By Gergely Szakacs and Alan Charlish
BUDAPEST/WARSAW (Reuters) – Russia’s invasion of Ukraine is putting pressure on central banks along the European Union’s eastern flank to prop up their weakening currencies, forcing Czech and Polish rate-setters into market interventions and Hungary into prolonged rate hikes.
The market sell-off in the wake of the Russian invasion on Feb. 24 and a looming energy price shock in Europe due to a surge in global oil and gas prices compound already strong underlying price pressures in the region, and the currencies’ sharp weakening could fuel additional inflation.
Economists say against this backdrop, the region’s central banks – which have been fighting inflation with rate hikes since June 2021 – have little choice now but to intervene as needed and tighten policy further even as the growth outlook is set to deteriorate as a result of the military conflict.
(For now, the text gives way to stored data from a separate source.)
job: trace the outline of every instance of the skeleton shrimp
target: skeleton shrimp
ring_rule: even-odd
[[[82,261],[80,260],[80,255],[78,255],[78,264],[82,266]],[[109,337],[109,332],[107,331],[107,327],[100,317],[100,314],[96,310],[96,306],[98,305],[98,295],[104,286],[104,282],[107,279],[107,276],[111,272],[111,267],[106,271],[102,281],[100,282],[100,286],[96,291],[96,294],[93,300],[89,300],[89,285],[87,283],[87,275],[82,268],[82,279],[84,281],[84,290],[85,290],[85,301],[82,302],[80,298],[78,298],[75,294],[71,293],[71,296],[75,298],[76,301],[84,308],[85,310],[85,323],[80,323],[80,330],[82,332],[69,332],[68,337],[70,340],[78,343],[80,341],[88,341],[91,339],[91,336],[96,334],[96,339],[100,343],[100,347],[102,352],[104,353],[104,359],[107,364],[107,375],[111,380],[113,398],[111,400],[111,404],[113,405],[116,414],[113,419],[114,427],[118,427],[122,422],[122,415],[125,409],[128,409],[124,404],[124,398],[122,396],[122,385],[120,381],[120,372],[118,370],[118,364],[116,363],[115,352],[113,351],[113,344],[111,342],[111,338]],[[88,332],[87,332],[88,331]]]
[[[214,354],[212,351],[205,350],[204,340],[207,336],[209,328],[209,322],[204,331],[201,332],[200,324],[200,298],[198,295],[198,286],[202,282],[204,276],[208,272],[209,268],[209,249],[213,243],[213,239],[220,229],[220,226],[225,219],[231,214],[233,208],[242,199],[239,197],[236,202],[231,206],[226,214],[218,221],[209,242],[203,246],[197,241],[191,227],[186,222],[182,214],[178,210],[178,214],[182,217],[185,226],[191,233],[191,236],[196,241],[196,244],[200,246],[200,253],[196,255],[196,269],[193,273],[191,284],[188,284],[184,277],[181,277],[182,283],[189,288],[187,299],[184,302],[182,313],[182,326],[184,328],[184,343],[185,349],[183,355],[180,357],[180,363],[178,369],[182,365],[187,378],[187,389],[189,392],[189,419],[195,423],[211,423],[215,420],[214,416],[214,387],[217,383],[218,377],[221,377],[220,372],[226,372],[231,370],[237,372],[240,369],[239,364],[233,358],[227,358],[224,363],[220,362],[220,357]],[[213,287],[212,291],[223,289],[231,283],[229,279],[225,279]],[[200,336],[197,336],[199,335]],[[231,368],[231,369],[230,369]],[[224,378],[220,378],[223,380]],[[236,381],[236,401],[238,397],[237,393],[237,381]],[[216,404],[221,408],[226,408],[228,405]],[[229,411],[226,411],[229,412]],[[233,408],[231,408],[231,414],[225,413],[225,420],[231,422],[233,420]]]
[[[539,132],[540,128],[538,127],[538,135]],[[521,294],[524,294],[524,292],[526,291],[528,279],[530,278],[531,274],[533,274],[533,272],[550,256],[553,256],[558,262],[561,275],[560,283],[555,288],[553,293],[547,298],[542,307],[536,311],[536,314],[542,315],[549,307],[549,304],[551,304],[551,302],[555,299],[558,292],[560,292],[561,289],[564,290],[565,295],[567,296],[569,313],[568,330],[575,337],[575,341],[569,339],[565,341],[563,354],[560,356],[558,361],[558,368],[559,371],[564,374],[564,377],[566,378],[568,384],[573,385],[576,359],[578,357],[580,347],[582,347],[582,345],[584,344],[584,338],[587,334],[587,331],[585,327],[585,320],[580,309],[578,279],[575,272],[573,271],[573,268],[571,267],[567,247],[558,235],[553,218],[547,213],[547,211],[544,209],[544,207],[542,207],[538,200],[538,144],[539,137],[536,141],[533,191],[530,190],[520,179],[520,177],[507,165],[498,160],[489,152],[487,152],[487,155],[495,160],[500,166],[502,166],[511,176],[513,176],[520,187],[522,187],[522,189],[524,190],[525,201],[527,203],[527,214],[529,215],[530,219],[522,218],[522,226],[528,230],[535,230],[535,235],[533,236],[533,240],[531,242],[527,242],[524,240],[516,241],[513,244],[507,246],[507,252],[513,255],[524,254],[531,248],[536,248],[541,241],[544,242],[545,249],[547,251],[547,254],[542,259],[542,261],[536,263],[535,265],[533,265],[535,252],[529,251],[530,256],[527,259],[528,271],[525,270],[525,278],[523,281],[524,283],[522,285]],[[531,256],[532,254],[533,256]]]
“The implications of the conflict for CEE-4 monetary policy are firmly hawkish, in our view,” economists at Goldman Sachs said.
“While the crisis is likely to have a dampening effect on growth, the combination of higher commodity prices and FX depreciation is significantly inflationary.”
“Moreover, this pro-inflationary shock is occurring at a time when CEE-4 central banks have been trying to tighten financial conditions to bring exceptionally high inflation rates under control. The recent depreciation of CEE-4 exchange rates is making this task more difficult.”
Goldman Sachs has raised its forecast for peak official rates by 50 bps to 5.5% in Poland, Hungary, the Czech Republic and Romania.
On Friday, the Czech National Bank (CNB) intervened in the market against excessive volatility and crown depreciation, its first such move since abandoning a cap on the Czech currency in 2017, lifting the unit from 10-month-lows.
The CNB, which said “it is active on the foreign exchange market and is conducting operations to mitigate excessive fluctuations and depreciation of the crown”, followed the Polish central bank in intervening on Friday.
The Czech central bank has already raised rates by 425 basis points since last June to bring its rate to a 20-year high of 4.5% and analysts see chances the bank will raise rates by up to 50 basis points at its next meeting in late March.
The National Bank of Poland also stepped in to prop up its currency by selling foreign currency for zlotys, while the National Bank of Hungary delivered its biggest rate increase since late-2008 to rein in the forint from successive all-time-lows.
Despite those moves, all three currencies, which started the year on a strong footing, have remained in the red for the year, with the zloty trading at 13-year-lows. The forint plumbed record lows this week, falling to 385.97 versus the euro by Friday afternoon from 372 on Monday.
Graphic: A Bad Week- https://fingfx.thomsonreuters.com/gfx/mkt/xmpjoejwmvr/2022-03-04%20Forint%20worst%20week.png
DOUBLE-DIGIT INFLATION
Central banks cannot do anything other than remain hawkish in the near term, economists at Wood and Co. said in a note, projecting a 2 percentage point drop in 2022 economic growth compared to their previous baseline due to the inflation shock.
“There is a high risk of double-digit inflation this year, moderating, but staying two-to-three times the central banks’ targets in 2023E,” they said.
Economists say rising Romanian swap yields also signal central bank intervention to keep the leu stable.
The central bank has denied comment but it has a long track record of FX interventions to stem large currency volatility.
The National Bank of Poland meets next Tuesday when it is expected to raise its key rate by 50 bps to 3.25%.
The National Bank of Hungary holds a non-rate setting meeting on Tuesday, which some economists expect to turn into a rate-setting meeting after the bank exhausted its room for manoeuvre with Thursday’s massive hike.
The bank raised its one-week deposit rate to 5.35%, just 5 bps shy of the top of its interest rate corridor.
Economists at UniCredit said the NBH could also end up having to intervene this year if government price caps to keep a lid on inflation, which rose to a near 15-year-high in January, are removed after an April general election.
“We believe that rate hikes cannot strengthen the currency on their own. If EUR/HUF remains close to 380 for longer, the FX pass-through could exceed 1pp,” UniCredit said. The NBH has declined comment on direct market interventions.